Yrsa Sigurdardottir has been a fave of mine since I read the first book in her Thora Gudmundsdottir series.  This standalone novel showcases what Ms. Sigurdardottir does best … chills up your spine and not just because of the cold Nordic setting

 
WHY DID YOU LIE by Yrsa Sigurdardottir
 
Nina’s life has slipped off the track a little bit.  She is a pariah among her fellow police officers for filing a sexual harassment suit.  Now she is working on dead files in the basement of the building where she has entirely too much time to think about her husband who is lying in a coma after attempting suicide.
 
Helgi is a photo-journalist doing a photo shoot on a very small, very remote island where a team was sent to refurbish a defunct lighthouse.  Helicopter troubles keep them on the island longer than usual and during a raging winter storm one of them disappears. 
 
Noi and Vala return from a trip to the United States where they had house-swapped their home with an American couple.  Coming into their house they sense that something is off but cannot put their finger on what it is. 
 
What do these people have in common?  At one intersecting point in their lives they lied!  Now, someone or something wants them to pay for those lies.
 
I enjoy Ms.
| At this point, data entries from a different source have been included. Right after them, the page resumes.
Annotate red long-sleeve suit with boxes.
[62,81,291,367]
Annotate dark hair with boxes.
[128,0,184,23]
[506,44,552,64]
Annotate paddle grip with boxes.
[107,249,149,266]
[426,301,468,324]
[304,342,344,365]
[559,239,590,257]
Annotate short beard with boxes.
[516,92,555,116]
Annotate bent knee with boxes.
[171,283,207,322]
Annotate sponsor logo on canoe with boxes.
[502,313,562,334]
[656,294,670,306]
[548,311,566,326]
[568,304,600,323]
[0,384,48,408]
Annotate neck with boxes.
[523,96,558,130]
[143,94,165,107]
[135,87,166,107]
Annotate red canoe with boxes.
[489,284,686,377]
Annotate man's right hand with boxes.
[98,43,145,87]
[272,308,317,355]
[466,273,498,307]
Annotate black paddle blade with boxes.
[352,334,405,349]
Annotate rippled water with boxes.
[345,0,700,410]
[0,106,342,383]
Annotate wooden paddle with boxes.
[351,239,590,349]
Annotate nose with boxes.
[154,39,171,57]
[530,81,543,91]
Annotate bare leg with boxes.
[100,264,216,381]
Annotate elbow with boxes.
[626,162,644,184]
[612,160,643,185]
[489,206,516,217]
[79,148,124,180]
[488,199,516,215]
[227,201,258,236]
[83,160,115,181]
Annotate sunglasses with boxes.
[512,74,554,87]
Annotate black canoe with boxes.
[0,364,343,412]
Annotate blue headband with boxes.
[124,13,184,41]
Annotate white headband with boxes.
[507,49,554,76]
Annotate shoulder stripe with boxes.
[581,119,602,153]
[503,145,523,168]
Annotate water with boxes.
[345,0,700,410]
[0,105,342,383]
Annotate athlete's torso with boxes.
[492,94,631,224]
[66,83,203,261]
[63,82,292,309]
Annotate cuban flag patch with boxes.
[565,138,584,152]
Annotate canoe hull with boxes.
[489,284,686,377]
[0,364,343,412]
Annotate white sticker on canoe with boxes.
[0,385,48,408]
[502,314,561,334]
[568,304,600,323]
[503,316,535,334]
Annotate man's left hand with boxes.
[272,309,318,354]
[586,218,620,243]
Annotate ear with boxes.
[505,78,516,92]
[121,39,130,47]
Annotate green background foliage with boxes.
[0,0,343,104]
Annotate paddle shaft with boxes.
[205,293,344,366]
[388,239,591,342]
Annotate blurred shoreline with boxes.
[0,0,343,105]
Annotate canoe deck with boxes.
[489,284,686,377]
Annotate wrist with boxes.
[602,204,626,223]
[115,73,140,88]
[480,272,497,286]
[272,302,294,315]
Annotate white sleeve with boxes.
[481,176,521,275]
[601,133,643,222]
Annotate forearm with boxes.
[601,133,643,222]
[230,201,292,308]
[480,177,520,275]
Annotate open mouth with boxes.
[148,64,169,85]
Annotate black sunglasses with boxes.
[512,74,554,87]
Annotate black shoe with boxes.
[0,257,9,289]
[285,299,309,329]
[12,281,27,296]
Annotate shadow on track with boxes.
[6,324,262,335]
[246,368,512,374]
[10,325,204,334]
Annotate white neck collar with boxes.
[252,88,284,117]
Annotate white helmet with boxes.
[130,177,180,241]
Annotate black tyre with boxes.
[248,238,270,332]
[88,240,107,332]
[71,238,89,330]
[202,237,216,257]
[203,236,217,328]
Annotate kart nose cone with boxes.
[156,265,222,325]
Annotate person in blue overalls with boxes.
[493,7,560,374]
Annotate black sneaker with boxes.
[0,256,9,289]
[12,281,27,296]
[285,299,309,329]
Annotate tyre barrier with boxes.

Sigurdadottir because she give me the all the thrills and chills I love without the “in-your-face” horror.  In “Why Did You Lie” she tells four seemingly unconnected stories that each hold your interest independently but when she brings them together at the end of the book it is in the most deliciously unexpected way.  If you enjoy mystery thrillers with a touch of what might or might not be a supernatural element I highly recommend you add Ms. Sigurdardottir to your TBR.
 
ABOUT THE AUTHOR (from the book cover)
 
Yrsa Sigurdardottir works as a civil engineer and lives in Reykjavik.  She is the author of six novels in the Thora Gudmundsdottir series and two previous stand alones, “I Remember You” and “The Undesired”.  All of her books have been European bestsellers.
 
In 2011 "I Remember You" was awarded the Icelandic Crime Fiction Award and was nominated for the Glass Key.  The most recent Thora novel, “The Silence of the Sea”, won the Petrona Award in 2015.